Jacob shook his head in sheer amazement. “That is absolutely unbelievable, man. It’s like you built a weapon for the spirit out of your own grief.”
“It changed my life,” Ronnie said, tapping the leather cover of the Bible between them. “Do you mind if I share what Psalm Chapter 1 says about this exact practice? It’s the very foundation of everything I teach.”
“Please,” Jacob said. “Fire away.”
“Psalm 1 says: ‘Blessed is the man who walks not in the counsel of the wicked, nor stands in the way of sinners, nor sits in the seat of scoffers; but his delight is in the law of the Lord, and on his law he meditates day and night. He will be like a tree planted by streams of water, which yields its fruit in its season, and its leaf does not wither; and in whatever he does, he prospers.’“
Ronnie leaned forward, his eyes locking onto Jacob’s with absolute intensity.
“Right there in the middle of the very first Psalm, it gives a concrete, physical promise: the person who meditates on scripture, who writes it into the fabric of their daily mind, will prosper in whatever they do. Think about it, Jacob. When Jesus was starving in the wilderness and the devil came to tempt him, he didn’t argue, he didn’t debate—he quoted scripture. He pulled the Word out of his heart like a sword.”

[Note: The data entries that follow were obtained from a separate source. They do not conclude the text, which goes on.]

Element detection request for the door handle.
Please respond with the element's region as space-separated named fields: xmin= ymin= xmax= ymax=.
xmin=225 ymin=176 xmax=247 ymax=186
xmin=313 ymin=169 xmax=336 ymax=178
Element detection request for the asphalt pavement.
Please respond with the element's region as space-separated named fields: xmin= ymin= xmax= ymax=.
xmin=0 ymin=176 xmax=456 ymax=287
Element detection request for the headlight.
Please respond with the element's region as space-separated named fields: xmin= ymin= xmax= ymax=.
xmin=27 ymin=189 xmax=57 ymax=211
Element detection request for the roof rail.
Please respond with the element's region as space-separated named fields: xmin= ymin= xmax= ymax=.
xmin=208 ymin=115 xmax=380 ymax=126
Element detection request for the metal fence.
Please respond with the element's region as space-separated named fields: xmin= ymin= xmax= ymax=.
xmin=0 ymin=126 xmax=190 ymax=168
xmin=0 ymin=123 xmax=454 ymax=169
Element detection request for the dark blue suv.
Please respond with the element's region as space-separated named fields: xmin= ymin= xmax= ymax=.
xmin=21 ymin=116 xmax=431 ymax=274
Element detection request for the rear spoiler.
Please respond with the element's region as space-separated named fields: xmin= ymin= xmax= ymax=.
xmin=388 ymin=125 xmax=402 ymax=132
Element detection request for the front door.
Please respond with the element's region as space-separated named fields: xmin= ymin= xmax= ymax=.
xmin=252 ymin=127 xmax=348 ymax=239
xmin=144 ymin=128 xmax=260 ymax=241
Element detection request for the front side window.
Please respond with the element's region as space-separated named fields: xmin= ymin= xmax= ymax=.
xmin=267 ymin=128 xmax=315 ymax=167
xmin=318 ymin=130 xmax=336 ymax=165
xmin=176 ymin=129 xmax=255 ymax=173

“We live in a world completely saturated by technology now,” Ronnie continued, his voice rising with a passionate, infectious energy. “I know we have AI. I know we have Google. I know we can pull up any verse in the world in less than half a second with our thumbs. But there is a massive, fundamental difference between reading a line of text on a glowing screen and having that truth written onto the living tablet of your heart. When you are standing in a hospital room with a friend who just lost their child, or when you are staring down the barrel of your own personal ruin in the dead of night, Google cannot save your soul. But a verse trapped inside your mind, burning like a lantern in the dark—that will get you through the storm.”
“So, to answer your question, Jacob,” Ronnie concluded, leaning back with a peaceful smile. “If you want to start memorizing scripture, stop trying to just stare at the page until your eyes blur. Build a palace. Take your childhood home, take this very studio, and start placing the words of God in the corners of the rooms. Walk through those doors every single day. Honor the architecture of your mind, and let the Word move in.”
Jacob sat back in his chair, completely stunned, staring at the silver trident on the Bible cover as the finality of Ronnie’s words settled over the room. He reached over, tapped the button on his audio console, and looked directly into the camera lens mounted on the wall.
“Roger that, brother,” Jacob said, his voice thick with emotion. “Thank you for sharing that, Ronnie. Truly.”
He took a breath, transitioning back into his host persona, though his eyes remained fiercely intense.
“No matter where you are watching or listening to The Jacob Vance Show from today,” Jacob said to the millions of listeners tuning in across the country, “if you got anything out of this episode at all—anything at all—please hit that like button, leave a comment, and subscribe. And most importantly, share this episode everywhere you possibly can. The world needs to hear this story. And if you’re feeling extra generous today, head over to Apple Podcasts and Spotify and leave us a five-star review. We’ll see you guys next time.”
Jacob hit the master kill-switch on the mixing board. The red ‘ON AIR’ light above the door flickered and went dark, leaving the two men sitting in the quiet, cool sanctuary of the studio, the unwritten verses of a new palace waiting just beyond the threshold.